I don’t know if you can buy Carnival Cruise stock, but if you can, I hope you don’t own any unless you are someone I really do not like.
Seriously, WTF is up with this company?Either Carnival is the dumbest cruise line ever or they are seriously jinxed by what can only be proof that there is a devil and he hates Carnival more than he hates God, even.
Welcome aboard to an ongoing Carnival Cruise nightmare, and be realllllllly glad you didn’t get tickets for this one for Valentine’s Day. The sinking ship above actually looks good next to the crap that’s going on this very moment on Carnival’s Triumph, stranded in the Gulf of Mexico since February 10. Days went by while these passengers had no communications from Carnival. Many of them were afraid. Very afraid.

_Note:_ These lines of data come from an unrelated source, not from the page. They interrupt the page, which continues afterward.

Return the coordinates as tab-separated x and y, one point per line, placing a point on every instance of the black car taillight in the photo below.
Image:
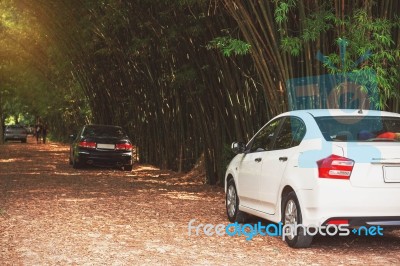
124	146
87	144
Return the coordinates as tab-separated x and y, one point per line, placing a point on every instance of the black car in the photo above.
101	145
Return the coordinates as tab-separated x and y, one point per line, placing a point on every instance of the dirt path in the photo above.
51	214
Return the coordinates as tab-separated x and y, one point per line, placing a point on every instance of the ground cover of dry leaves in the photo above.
51	214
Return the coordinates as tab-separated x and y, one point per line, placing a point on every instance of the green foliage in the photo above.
357	34
229	46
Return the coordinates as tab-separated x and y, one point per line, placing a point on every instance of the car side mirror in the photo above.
238	147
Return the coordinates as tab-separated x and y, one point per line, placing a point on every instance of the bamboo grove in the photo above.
186	78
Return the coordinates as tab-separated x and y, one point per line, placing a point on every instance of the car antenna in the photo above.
362	106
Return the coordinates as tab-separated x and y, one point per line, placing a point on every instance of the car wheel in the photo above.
291	215
232	204
128	168
75	164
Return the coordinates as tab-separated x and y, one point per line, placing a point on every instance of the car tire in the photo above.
291	214
232	204
76	165
128	168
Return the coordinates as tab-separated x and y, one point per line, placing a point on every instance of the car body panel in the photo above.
15	132
105	151
372	193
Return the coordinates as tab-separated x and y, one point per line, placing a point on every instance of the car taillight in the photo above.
123	146
335	166
87	144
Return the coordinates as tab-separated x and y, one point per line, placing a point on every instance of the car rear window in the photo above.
114	132
356	128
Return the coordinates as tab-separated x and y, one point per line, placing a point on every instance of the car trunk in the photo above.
377	164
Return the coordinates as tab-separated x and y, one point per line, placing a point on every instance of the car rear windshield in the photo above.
356	128
114	132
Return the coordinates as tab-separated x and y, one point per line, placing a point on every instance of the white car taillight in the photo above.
335	166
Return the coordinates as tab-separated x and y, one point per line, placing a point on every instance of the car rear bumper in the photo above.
15	136
337	199
105	158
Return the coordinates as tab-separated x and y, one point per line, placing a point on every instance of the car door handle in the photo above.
283	159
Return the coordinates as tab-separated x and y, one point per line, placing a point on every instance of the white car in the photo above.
319	167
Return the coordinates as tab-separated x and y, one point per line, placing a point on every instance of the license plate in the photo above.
391	174
106	146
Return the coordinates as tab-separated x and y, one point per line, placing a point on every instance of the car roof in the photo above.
102	126
338	112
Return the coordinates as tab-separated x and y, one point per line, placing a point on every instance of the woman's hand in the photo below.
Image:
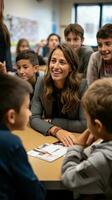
85	139
66	137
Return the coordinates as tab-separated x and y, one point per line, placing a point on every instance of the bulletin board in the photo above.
22	28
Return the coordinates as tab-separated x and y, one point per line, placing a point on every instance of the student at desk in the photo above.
88	171
56	108
17	179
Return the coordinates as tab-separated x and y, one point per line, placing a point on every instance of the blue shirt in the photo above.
17	179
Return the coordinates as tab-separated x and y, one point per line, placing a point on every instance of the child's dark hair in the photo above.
97	102
74	28
54	34
12	92
105	32
28	55
19	44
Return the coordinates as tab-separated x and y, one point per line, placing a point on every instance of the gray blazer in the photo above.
41	109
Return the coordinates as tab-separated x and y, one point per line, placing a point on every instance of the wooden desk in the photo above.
47	172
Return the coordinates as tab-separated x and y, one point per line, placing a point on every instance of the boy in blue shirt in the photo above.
88	171
17	179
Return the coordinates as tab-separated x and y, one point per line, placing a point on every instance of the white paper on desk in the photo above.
48	152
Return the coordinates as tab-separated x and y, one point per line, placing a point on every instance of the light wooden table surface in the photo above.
47	172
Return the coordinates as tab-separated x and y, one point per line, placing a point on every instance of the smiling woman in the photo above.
56	108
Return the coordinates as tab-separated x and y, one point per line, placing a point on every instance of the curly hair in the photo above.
70	93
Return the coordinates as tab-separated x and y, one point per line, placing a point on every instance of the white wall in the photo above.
31	9
45	12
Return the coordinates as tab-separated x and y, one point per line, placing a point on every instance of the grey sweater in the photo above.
88	171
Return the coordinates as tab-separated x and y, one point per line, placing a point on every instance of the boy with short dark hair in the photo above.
88	171
74	35
28	67
17	179
100	63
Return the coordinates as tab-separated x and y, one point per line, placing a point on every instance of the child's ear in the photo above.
36	68
11	116
98	125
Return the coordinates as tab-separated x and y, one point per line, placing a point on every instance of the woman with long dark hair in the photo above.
56	107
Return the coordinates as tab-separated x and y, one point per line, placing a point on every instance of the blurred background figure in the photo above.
22	44
74	35
5	53
48	45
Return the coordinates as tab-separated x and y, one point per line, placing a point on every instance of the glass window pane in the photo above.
88	17
106	14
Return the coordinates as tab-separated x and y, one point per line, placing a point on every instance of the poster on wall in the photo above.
22	28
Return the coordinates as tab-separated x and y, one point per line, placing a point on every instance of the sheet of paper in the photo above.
48	152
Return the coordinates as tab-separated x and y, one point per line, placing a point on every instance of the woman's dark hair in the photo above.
54	34
70	92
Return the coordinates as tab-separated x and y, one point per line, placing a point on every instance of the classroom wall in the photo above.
50	14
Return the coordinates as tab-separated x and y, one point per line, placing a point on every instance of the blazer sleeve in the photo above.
36	121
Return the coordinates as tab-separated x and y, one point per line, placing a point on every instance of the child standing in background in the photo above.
17	179
88	171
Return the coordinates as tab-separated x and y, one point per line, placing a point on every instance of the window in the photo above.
91	17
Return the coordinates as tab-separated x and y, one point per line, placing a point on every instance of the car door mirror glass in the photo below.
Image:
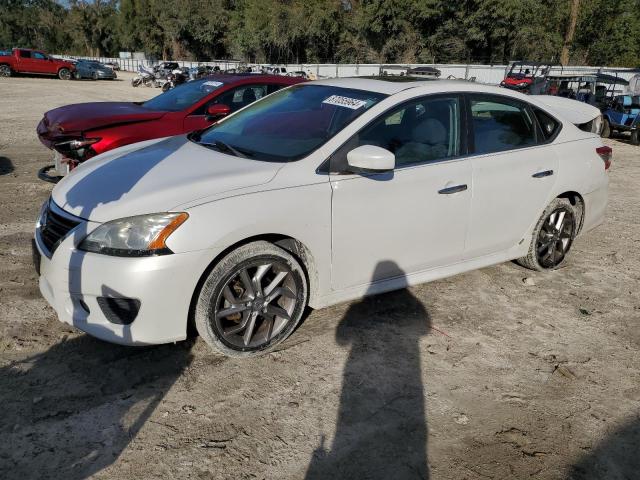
370	159
217	111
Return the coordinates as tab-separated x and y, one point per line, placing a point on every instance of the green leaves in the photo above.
297	31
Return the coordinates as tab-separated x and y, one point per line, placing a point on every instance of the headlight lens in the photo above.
140	236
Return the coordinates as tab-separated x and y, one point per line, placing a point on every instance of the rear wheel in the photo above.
64	74
251	300
552	237
606	129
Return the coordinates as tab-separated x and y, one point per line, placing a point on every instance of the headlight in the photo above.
140	236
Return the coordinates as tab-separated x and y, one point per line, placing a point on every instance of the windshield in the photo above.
183	96
289	124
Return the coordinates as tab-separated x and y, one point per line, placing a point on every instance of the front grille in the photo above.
55	225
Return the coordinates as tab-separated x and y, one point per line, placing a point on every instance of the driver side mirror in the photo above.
217	111
370	159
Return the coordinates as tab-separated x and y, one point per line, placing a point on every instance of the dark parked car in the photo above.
25	60
94	70
81	131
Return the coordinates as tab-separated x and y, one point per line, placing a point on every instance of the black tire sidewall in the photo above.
218	277
557	204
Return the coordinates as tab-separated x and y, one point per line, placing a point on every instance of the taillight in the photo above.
605	154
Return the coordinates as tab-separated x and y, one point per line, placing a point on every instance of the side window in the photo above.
501	125
548	124
421	131
240	97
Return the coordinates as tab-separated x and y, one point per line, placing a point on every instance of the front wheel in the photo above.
251	300
64	74
552	237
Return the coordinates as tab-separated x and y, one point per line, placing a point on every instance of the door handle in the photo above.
545	173
454	189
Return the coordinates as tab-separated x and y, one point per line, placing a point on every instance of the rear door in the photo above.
25	63
41	63
514	170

This ship is still limping along in the sea four days after a fire broke out in its engine room and shut down ventilation and generators. Yes, that’s right. Four days ago.
Still captive on this ship with scant food and water, forced to stand in line for up to four hours for whatever food there is, and handed plastic bags to relieve themselves in (when available), many of which have broken and leaked everywhere on the ship. The passengers are sleeping in tents in the freezing air on the deck because the “Stench of sewage” is everywhere. I’m sure they are thrilled to know that Carnival will be giving them free tickets for another trip to hell. This floating shithouse is currently occupied by 3000+ passengers and over 1000 employees. Happy Valentine’s Day!
Here’s a Press Conference, Carnival got around to, two days ago (Feb 12).
Yeah, and the knife ran away with the spoon two days ago.
Since that press conference, Carnival continues to play with itself in the dark and tell the press things are improving. Tune in to CNN and hear some of the remote interviews with people on that ship — and the only thing that’s improving is Carnival’s chance of going down the tubes. I’m gagging just listening to what some of these people are saying. I won’t even get into the toxic waste descriptions and what all that sewage might carry. Can you say Hepatitis, for starters?
Now, as of this writing, passengers are waving to CNN’s helicopter, begging for help. These people are captive on the Ship From Hell. I suppose someone could just slap them silly and remind them how lucky they are that they aren’t on the Carnival ship that sunk.
Carnival you are so cooked. You couldn’t get me on one of your ships if you put a gun in my mouth. All this cruise fun is just too much to take! AYFKM???
Lotsa luck with the Class Action suit, Carnival. You are arrogant because you have a disclaimer that declares you “not responsible”. But there isn’t a person on this earth who isn’t fully responsible for NEGLIGENCE. I think a company that doesn’t ever even think of what might happen if a ship on the sea loses all of its generator and ventilation power and is left without communication at sea for days in human waste IS liable via their own lack of foresight, stupidity or regard for the human captives they transport. Fuck you, Carnival. This one is over the top. I hope the courts eat your asses alive. You need to run a couple of fishing boats not a Cruise Line.